The Nest, originally slated to open in March but delayed by the COVID-19 outbreak, will open its doors in The Foster Building at 512 State Street in Schenectady, a two-story space complete with an outdoor patio, perfect for distanced dining. “Devin is always looking at empty spaces and what he would put in there,” says Della Salla. “He’s always dreaming ahead for the future, and he found this location, and we felt like we couldn’t pass it up. We weren’t looking to open a new location anytime soon, but this space was just too good to pass up so we jumped on it.” Even under COVID-19 restrictions, the restaurant will be able to seat 100 guests (normally, it would seat 200.) In terms of fare, The Nest will offer a modern twist on the Southern favorites offered at Albany’s Cuckoo’s Nest. “We found the market for Southern cuisine to be so successful in Albany, and we had so many people asking us to move closer to them in the Clifton Park, Saratoga, Schenectady area, so it just seemed to make sense to stick with what we had already mastered in Albany rather than try to come up with another concept that would be mimicking what’s already out there.”

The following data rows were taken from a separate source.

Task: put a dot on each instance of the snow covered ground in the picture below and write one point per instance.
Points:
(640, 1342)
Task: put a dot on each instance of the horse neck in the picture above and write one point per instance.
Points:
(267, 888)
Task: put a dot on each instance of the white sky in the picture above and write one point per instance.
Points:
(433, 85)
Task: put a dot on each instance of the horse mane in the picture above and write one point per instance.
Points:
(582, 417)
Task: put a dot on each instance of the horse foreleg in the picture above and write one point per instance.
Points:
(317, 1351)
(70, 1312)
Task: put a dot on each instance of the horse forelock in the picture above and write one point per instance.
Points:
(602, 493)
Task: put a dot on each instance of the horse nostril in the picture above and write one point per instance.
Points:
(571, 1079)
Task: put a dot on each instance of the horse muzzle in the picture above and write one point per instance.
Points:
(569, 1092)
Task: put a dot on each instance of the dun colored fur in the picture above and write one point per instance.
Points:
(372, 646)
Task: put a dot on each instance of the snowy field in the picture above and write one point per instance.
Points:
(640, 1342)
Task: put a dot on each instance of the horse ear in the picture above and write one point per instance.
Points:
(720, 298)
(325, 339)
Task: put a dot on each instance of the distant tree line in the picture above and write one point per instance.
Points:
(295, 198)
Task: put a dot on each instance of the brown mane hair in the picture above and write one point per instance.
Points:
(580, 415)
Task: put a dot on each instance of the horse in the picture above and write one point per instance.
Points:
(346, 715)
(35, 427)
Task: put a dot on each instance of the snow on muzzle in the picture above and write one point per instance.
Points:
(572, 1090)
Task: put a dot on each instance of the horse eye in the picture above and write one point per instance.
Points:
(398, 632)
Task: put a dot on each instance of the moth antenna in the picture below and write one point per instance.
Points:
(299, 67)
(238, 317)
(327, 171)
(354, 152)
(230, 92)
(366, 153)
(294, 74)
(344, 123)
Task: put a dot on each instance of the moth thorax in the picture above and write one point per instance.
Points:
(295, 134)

Della Salla and Ziemann have had to rework aspects of the restaurant’s original business plan due to the pandemic, including adjusting prices to lean more “casual” than the original menu’s $25-$30 entrees. “Our original model for the new restaurant was a little bit more upscale,” says Della Salla, “but we found that we needed to revisit that and adjust as people are looking for something more approachable when it comes to the price point—maybe grab-and-go food. We’ve shifted what our original goals were for the menu to be more in line with what our Albany location is offering.” The Nest has also hired employees based on specific customer needs, for example, hiring someone to exclusively handle phone calls and takeout orders. “We’re ready for anything ,” says Della Salla. “If things stay positive and move forward, we’re ready for that. If we have to step back and shift back down, we’ll deal with that. But we’re so, so excited to move forward.”